From a pragmatic standpoint, spinning off the network would go a long way to placating the fact that many current Ariba customers feel held hostage by rising supplier network fees -- which they believe they will eventually end up paying for. Even if these price increases represent a fair value, by delivering an independent network offering, Ariba software customers would feel like they had greater choice in separating out network decisions from software ones (which is precisely the way I believe the market will move in, whether Ariba decides to play along or not, as competing, fixed-price services from Basware, OB10, Hubwoo, Quadrem, Oracle, Perfect, Ketera and others capitalize on the discontent among Ariba customers owing to the price hikes).

I personally believe that Ariba has the potential to deliver significantly more customer value -- and to generate significantly higher subsequent revenue -- by taking a hard look at what it does great already versus where it could improve, focusing especially on where it has alienated aspects of its installed base and potential market, not to mention the ever influential channel who -- fairly or not -- often remains fundamentally distrustful of current management.
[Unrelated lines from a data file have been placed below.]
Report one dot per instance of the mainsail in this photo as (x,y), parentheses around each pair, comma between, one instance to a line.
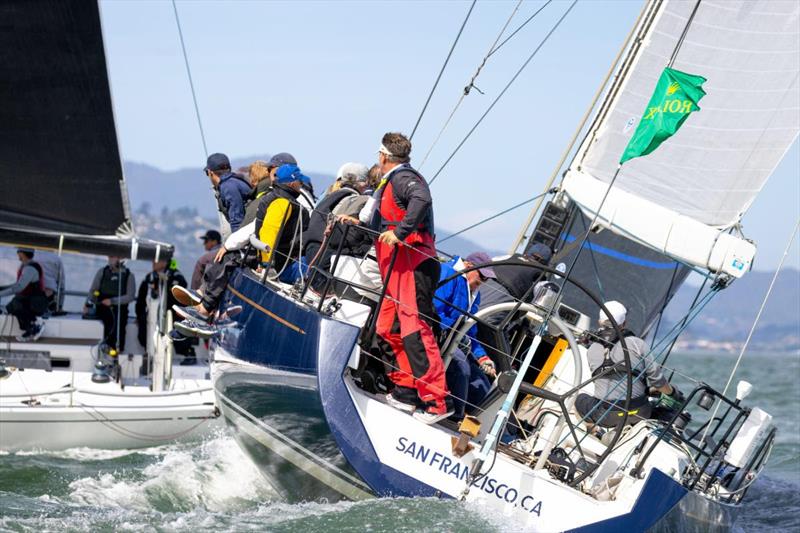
(683,198)
(60,168)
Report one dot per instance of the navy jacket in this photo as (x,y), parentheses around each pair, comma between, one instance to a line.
(456,292)
(232,194)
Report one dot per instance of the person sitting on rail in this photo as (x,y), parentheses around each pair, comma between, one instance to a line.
(113,288)
(357,262)
(29,301)
(231,189)
(279,223)
(352,179)
(470,369)
(606,356)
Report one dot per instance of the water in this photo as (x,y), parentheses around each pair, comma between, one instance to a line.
(212,486)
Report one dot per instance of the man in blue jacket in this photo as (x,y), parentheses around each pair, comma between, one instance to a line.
(232,190)
(467,373)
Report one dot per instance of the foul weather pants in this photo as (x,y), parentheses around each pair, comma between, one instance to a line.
(406,320)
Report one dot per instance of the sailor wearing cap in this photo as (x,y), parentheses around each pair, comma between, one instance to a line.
(231,189)
(607,359)
(468,371)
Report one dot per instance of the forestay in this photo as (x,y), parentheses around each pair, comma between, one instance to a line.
(702,180)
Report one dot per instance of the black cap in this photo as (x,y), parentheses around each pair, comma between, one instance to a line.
(217,162)
(213,235)
(283,158)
I suspect that Ariba won't be around independently long enough to evaluate the possibilities of doing what I've suggested in this post, at least as long as the current leadership is in place who I'm guessing would dismiss such a strategy as spend heresy, but in the back of my head, I suspect the basic ideas in these two posts could very well serve as the first draft of a road map for a potential suitor to get even more from the existing assets, many of which are finally delivering profitable growth today.